Our current limitations on information gathering have very real, even fatal, consequences. In 2011, an E. coli outbreak in Germany was initially misidentified as originating from cucumbers in Spain. This outbreak cost 53 people their lives and hundreds of millions of Euros in damage. The actual culprit, finally identified using phylogenetic approaches, turned out to be sprouts from an organic farm in Germany’s Lower Saxony region. Using phylogenetic analysis on the front line may have helped officials more rapidly identify the correct source of the outbreak and the appropriate response.
Analyzing a microbe’s evolution can also help public health officials sift through the genomic variation in the infectious agent and quickly pinpoint the precise mutations causing a disease outbreak. In another recent example, researchers were able to confirm that a specific mutation during the 2014 Ebola outbreak caused a dramatic increase in infectivity in humans, which helped explain why that particular outbreak was so devastating.

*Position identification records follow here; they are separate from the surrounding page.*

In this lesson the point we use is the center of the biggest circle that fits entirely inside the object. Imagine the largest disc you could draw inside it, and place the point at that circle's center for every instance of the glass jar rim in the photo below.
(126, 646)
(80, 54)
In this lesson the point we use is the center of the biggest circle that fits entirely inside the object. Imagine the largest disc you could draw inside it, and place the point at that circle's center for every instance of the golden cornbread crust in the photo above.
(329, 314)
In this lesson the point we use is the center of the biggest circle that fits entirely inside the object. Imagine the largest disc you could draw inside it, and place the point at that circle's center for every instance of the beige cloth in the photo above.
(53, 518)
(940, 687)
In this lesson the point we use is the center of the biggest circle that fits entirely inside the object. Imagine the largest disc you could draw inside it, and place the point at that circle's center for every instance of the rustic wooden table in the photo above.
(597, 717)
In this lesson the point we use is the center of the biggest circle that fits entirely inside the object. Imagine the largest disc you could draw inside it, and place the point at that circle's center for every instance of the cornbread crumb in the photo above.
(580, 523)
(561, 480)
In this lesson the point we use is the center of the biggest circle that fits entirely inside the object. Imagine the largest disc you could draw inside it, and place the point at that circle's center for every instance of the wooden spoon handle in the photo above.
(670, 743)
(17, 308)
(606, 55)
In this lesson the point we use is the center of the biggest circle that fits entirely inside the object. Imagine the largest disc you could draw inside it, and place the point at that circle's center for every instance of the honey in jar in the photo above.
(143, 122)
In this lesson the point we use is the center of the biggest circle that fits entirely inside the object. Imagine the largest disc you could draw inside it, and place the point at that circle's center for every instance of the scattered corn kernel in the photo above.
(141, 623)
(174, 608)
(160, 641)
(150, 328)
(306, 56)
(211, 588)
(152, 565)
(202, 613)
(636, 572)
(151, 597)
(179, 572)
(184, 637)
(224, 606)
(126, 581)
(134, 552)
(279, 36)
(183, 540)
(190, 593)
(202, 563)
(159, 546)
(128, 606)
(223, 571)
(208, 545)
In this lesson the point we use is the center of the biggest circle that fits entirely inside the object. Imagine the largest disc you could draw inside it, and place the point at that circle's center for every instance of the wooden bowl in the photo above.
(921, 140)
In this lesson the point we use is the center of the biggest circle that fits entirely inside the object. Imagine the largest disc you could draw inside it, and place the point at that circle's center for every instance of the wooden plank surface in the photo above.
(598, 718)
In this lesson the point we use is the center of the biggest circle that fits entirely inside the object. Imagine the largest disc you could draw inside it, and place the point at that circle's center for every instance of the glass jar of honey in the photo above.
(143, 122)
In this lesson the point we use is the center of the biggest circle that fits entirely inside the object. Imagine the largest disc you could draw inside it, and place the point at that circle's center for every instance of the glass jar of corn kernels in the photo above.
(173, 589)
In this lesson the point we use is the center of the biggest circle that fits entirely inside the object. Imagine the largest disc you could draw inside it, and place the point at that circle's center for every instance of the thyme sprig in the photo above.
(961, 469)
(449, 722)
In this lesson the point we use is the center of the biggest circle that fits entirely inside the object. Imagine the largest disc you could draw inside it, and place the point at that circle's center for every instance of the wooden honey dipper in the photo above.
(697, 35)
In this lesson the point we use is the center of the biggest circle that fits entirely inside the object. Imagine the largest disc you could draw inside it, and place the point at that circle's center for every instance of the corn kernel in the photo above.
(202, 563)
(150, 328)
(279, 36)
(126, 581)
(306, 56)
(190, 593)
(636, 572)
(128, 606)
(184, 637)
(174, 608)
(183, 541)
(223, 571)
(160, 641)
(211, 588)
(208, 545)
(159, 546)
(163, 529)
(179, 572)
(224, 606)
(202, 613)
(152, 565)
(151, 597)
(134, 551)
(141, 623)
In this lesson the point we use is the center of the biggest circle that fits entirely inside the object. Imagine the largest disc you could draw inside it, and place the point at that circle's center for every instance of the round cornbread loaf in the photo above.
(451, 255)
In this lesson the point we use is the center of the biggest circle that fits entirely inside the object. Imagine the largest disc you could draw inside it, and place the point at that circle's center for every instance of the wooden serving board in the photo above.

Accurate identification of pathogens, knowledge of where and how they spread, and what treatments they might be resistant to are all fundamental questions that must be answered in each disease outbreak. While phylogenetic testing can do this, it is still an infrequently used tool in our first line of defense. That needs to change.
Public health investigations should routinely incorporate testing that includes a disease’s full ancestral map, and we should ensure that our officials get training to properly interpret the data. If all this information was widely available to the CDC or to the myriad departments of public health across the country and around the world to make informed, targeted interventions, it would lead to faster and more accurate responses to novel outbreaks of disease.
Phylogenetic testing can kill counterproductive myths like Patient Zero of the AIDS pandemic. But, more importantly, it has the potential to save countless lives.
Keith A. Crandall, PhD, is the director of the Computational Biology Institute at George Washington University.